Un centre pour suivre les radicalisés hors de prison à Marseille

Suivi
Bref
Rémi Baldy
5 Avr 2019 0

L’adresse précise reste secrète. Un appartement situé dans le 6e arrondissement de Marseille abrite un centre dédié au suivi de condamnés pour “association de malfaiteurs en lien avec une entreprise terroriste” effectuant leur peine en milieu ouvert, raconte France 3 Provence-Alpes Côte d’Azur. “Cela va d’une personne ayant mis un message sur Twitter ou commenté un attentat à des gens rentrés de Syrie ou ayant des velléités de départ”, précise l’administration pénitentiaire. Elle porte ce dispositif baptisé programme d’accueil individualisé et de réaffiliation sociale (Pairs) avec l’association Artemis, membre du Groupe SOS.

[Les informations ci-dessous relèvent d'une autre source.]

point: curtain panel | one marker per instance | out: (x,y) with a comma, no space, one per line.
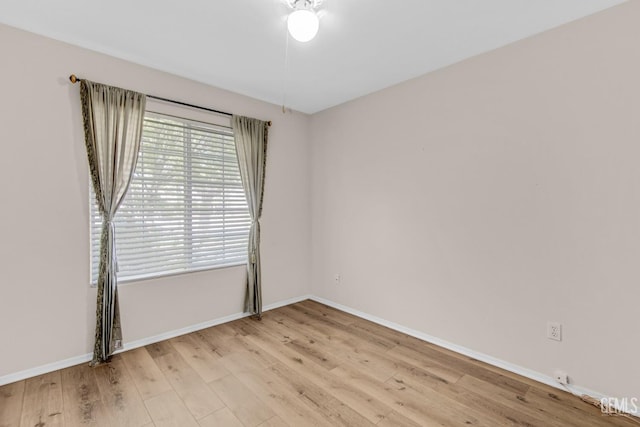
(251,148)
(113,120)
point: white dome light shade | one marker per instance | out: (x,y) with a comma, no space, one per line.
(303,24)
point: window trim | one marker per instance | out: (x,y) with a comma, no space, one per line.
(160,275)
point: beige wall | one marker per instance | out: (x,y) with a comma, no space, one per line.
(46,304)
(478,202)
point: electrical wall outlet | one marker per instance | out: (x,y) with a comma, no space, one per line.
(554,331)
(561,377)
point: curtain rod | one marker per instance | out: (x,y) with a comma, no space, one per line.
(74,79)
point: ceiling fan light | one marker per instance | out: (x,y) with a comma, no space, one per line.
(303,24)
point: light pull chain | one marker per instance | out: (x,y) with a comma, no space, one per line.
(286,72)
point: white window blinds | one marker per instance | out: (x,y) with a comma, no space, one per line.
(185,209)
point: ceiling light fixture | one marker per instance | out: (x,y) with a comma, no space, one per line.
(303,23)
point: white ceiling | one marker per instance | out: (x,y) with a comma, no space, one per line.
(239,45)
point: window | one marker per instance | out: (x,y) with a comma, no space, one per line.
(185,209)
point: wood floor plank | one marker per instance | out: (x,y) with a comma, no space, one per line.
(302,365)
(356,398)
(43,401)
(194,392)
(81,398)
(349,348)
(167,410)
(571,410)
(146,375)
(274,422)
(244,404)
(158,349)
(11,398)
(285,402)
(421,406)
(495,395)
(200,357)
(317,398)
(221,418)
(394,419)
(120,394)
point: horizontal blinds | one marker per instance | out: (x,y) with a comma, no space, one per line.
(185,209)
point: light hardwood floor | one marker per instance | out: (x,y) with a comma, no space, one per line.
(302,365)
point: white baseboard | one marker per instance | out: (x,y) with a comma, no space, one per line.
(528,373)
(84,358)
(525,372)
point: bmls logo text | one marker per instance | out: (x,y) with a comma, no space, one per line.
(619,405)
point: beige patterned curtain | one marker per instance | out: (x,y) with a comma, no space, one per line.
(113,128)
(251,147)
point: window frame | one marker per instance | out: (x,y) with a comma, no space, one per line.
(184,115)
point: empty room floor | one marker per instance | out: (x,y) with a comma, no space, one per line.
(302,365)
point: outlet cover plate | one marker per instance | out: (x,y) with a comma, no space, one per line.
(554,331)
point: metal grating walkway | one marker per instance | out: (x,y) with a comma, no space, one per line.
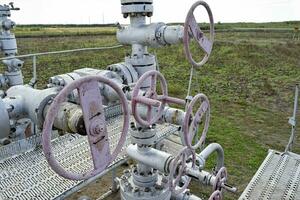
(278,178)
(28,176)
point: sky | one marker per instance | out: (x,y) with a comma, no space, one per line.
(109,11)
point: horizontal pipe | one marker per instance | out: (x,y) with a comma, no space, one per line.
(208,151)
(151,157)
(185,196)
(66,51)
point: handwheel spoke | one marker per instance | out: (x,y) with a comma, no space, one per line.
(153,84)
(94,118)
(205,44)
(149,114)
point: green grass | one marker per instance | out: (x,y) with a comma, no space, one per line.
(249,79)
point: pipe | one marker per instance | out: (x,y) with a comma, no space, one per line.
(151,157)
(210,149)
(185,196)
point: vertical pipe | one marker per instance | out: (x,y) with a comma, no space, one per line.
(114,183)
(35,86)
(293,121)
(34,69)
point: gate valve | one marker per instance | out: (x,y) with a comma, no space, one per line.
(151,98)
(220,179)
(192,29)
(178,170)
(216,195)
(95,125)
(192,121)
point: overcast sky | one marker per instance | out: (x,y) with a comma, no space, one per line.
(108,11)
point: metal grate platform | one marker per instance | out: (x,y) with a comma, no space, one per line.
(28,176)
(277,178)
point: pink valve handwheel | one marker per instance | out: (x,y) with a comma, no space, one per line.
(152,99)
(216,195)
(221,178)
(191,28)
(178,166)
(95,125)
(190,128)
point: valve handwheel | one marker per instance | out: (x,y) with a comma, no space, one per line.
(216,195)
(95,125)
(192,122)
(221,179)
(191,28)
(151,98)
(178,166)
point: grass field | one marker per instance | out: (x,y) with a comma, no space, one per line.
(249,79)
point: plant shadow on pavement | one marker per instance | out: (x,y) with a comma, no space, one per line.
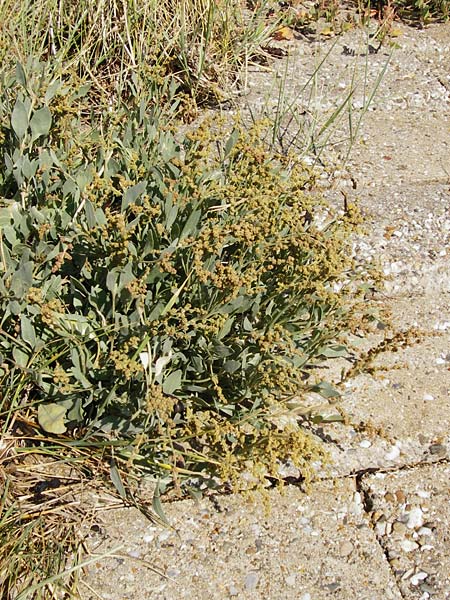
(165,293)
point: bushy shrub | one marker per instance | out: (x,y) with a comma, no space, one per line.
(174,290)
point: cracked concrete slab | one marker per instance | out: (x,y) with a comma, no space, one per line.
(411,517)
(317,546)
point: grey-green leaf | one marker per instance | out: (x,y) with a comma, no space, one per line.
(19,119)
(51,417)
(40,123)
(20,75)
(172,382)
(27,331)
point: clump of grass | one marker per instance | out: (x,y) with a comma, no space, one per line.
(121,47)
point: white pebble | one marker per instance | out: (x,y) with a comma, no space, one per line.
(423,494)
(393,453)
(365,443)
(415,518)
(290,580)
(409,545)
(251,581)
(418,577)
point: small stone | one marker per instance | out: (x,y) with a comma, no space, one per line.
(401,497)
(172,572)
(415,518)
(409,546)
(332,587)
(380,528)
(418,577)
(399,527)
(251,581)
(345,549)
(438,449)
(423,494)
(393,453)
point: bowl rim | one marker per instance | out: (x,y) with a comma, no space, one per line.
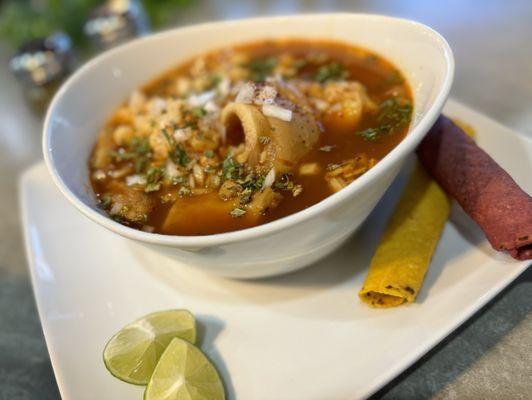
(413,137)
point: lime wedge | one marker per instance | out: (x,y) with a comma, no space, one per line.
(132,354)
(184,373)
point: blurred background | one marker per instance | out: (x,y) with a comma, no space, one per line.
(43,41)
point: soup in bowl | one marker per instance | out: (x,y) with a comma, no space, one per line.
(247,157)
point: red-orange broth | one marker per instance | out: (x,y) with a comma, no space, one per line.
(165,163)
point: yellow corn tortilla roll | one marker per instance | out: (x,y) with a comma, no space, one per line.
(403,255)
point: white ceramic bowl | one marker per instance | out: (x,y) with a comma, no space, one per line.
(84,102)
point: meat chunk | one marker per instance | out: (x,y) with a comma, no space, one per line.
(130,202)
(287,140)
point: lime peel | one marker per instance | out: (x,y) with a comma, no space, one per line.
(132,354)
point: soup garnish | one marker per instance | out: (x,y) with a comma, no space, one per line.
(245,135)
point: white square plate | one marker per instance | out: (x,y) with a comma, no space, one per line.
(299,336)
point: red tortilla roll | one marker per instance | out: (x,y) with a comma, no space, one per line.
(484,190)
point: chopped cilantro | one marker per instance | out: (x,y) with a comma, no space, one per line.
(179,155)
(153,179)
(184,191)
(331,72)
(392,114)
(253,182)
(231,168)
(214,80)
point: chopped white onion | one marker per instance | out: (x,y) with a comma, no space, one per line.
(246,93)
(136,100)
(135,180)
(269,179)
(224,86)
(266,95)
(271,110)
(211,107)
(198,100)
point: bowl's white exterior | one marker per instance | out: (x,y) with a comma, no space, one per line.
(89,96)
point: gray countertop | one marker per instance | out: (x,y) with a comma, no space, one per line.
(490,356)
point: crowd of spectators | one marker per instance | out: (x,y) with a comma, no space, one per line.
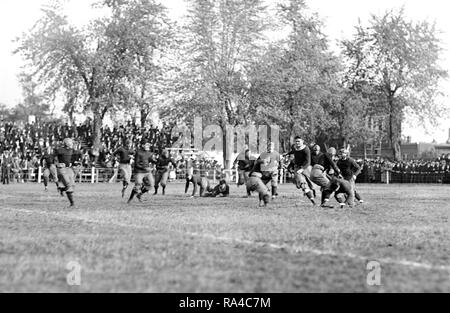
(412,171)
(21,147)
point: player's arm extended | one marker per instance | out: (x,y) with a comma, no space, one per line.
(356,169)
(188,182)
(307,162)
(330,161)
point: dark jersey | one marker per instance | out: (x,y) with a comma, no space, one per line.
(325,160)
(163,163)
(142,161)
(219,190)
(124,155)
(246,165)
(349,168)
(47,160)
(302,158)
(66,156)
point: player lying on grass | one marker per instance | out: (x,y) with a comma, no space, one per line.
(143,176)
(342,191)
(222,190)
(197,181)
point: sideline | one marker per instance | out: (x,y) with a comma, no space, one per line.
(229,240)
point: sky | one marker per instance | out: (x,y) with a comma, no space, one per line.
(340,17)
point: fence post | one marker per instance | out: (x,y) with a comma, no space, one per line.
(39,175)
(93,175)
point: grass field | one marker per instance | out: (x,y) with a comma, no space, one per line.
(178,244)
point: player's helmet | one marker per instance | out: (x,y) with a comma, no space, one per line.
(256,174)
(68,143)
(266,199)
(332,151)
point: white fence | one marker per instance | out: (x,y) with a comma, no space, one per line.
(112,175)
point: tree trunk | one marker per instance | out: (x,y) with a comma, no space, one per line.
(97,134)
(226,159)
(395,131)
(144,116)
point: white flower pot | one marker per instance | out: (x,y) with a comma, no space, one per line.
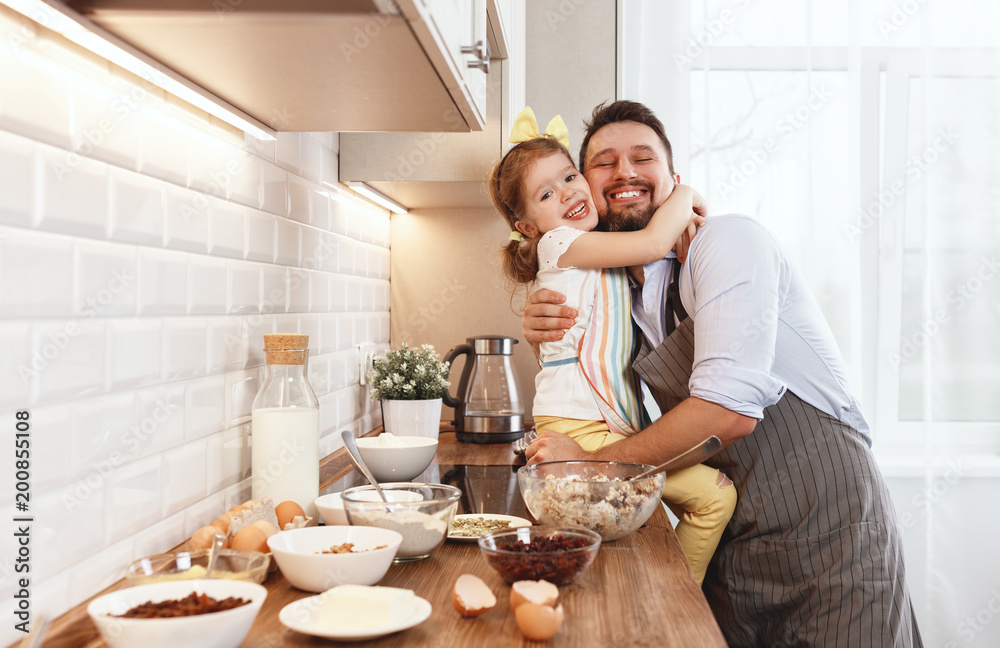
(412,418)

Une dizaine de personnes, qui portent un bracelet électronique ou sont assignées à résidence, sont suivies dans ce centre. Elles rencontrent chaque semaine des éducateurs, des psychologues et des conseillers pénitentiaires. “Pour le moment, nous ne tirons encore aucun bilan. Le but est d’annihiler les passages à l’acte”, précise l’administration pénitentiaire à France 3. Dans un article du Monde de février, la directrice du centre évoque un “travail lent” d’un an en moyenne. Le profil des bénéficiaires du dispositif y est aussi détaillé : un groupe âgé de 22 à 35 ans composé de quatre femmes, dont une “revenante” de la zone irako-syrienne.

L’opération a débuté à Marseille en octobre, après un premier essai Paris. Des centres devraient ouvrir à Lyon et Lille. Fin mars, Guy Teissier (LR) a interpellé à l’Assemblée nationale la garde des Sceaux pour dénoncer une “ouverture en catimini” de ce centre sans que Jean-Claude Gaudin, maire de Marseille, ni Martine Vassal, présidente de la métropole et du département, ne soient au courant. Les centres faisaient pourtant partie du plan de lutte contre la radicalisation annoncé par le Premier ministre. S’il y a trop de médiatisation, nous ne pouvons plus bosser. Et ça peut également créer une psychose dans la population”, explique pour sa part l’administration pénitentiaire.